On Friday, April 15, the Iowa Supreme Court overturned a lower court decision to remove U.S. Senate Candidate Abby Finkenauer from the June 7 Democratic primary ballot. The court was concerned with three signatures on Finkenauer’s nominating papers. There is plenty of news coverage about the 7-0 decision to put her back on the ballot so I won’t go into those details. I’m getting tired of the courts having to be involved in close calls regarding our elections.
Partly, my upbringing brought me to this place. My father worked hard to elect John F. Kennedy president in 1960. We discussed his neighborhood canvassing at the family dinner table. When he finished our neighborhood, the meat cutters union gave him another geography to canvass. It was my first awareness of elections and although Richard Nixon won Iowa that year, JFK won the presidency and I felt we benefited from having a Democrat in the White House.
When JFK was assassinated, and Lyndon Baines Johnson assumed the presidency, it was a shock. LBJ decided to run for reelection in 1964 and won in a landslide the likes of which have not been repeated. They didn’t need courts to decide diddly squat in 1964 because the margin of victory was so large. LBJ went on to pass a stunning amount of significant legislation. I assumed voters had seen the light and every presidential election would be like the one in 1964. I was young.
There have been recent close races. The 2000 election stands out as the one in which the U.S. Supreme Court got involved, stopped vote-counting in Florida, and effectively gave the win to George W. Bush. Those of us in Iowa’s Second Congressional District still feel the burn from the 2020 election in which Mariannette Miller-Meeks won by six votes over Rita Hart. Hart wisely decided to give up her appeals once it became clear the U.S. House of Representatives did not have the votes to pursue every legal recourse in her case. In retrospect, Hart had the votes to win, although she couldn’t get them recognized in time for state certification of the election, which prevailed. It rots when the vote is so close and the courts get involved.
I came of political age at a time when the basic tenant of elections was a campaign needed 50 percent of votes cast plus one to win. A win is a win, after all. I didn’t recognize it at the time, yet that was a turn for the worse. We became acculturated in the numbers and techniques of campaigning rather than standing for things as a first priority. My reeducation in this process began in 2004 and it has been a downward spiral ever since. That is, until I realized that Republicans had developed a better ground game and that Democrats couldn’t continue the way we were going and win.
Some progressives couldn’t believe Finkenauer had so few signatures on her petition that challenging three of them would get her thrown off the ballot. If 19 counties with at least 100 signatures in each is the bar, get 25 counties with 150 signatures in each, some opined. What else were Democrats doing in the weeks before the filing deadline?

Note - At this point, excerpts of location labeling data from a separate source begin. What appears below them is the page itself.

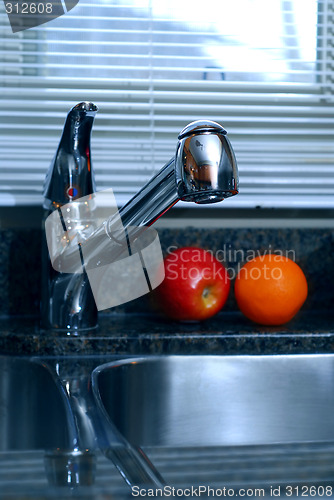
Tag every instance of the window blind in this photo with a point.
(264, 70)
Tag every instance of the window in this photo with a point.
(264, 70)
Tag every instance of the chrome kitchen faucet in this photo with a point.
(202, 171)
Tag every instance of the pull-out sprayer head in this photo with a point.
(205, 165)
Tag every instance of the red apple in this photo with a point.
(196, 285)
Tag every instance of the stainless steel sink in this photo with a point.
(226, 419)
(32, 409)
(220, 400)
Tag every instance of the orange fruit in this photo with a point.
(270, 289)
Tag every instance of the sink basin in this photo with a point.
(226, 419)
(220, 400)
(32, 409)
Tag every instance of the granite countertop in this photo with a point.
(137, 334)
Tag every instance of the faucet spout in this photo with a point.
(203, 170)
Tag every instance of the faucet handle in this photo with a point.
(205, 164)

I am neutral about Republicans challenging some of the petition filings. Was it political? Of course it was. Shame on the party that doesn’t review the opposition’s work for compliance. Finkenauer’s campaign took an unfortunate hit because of the incident. Can she recover and win the primary? She’s been leading in the polls and rank and file primary voters will likely take the lawsuit with a grain of salt and not change their voting plans. We’ll know for sure on June 8. If I were Finkenauer, I’d be working now to make sure she gets enough votes to win the primary outright and avoid a convention.
To be of any use to the electorate, Democrats should win every election outright, without needing courts to get involved. Finkenauer’s case highlights we are not there yet.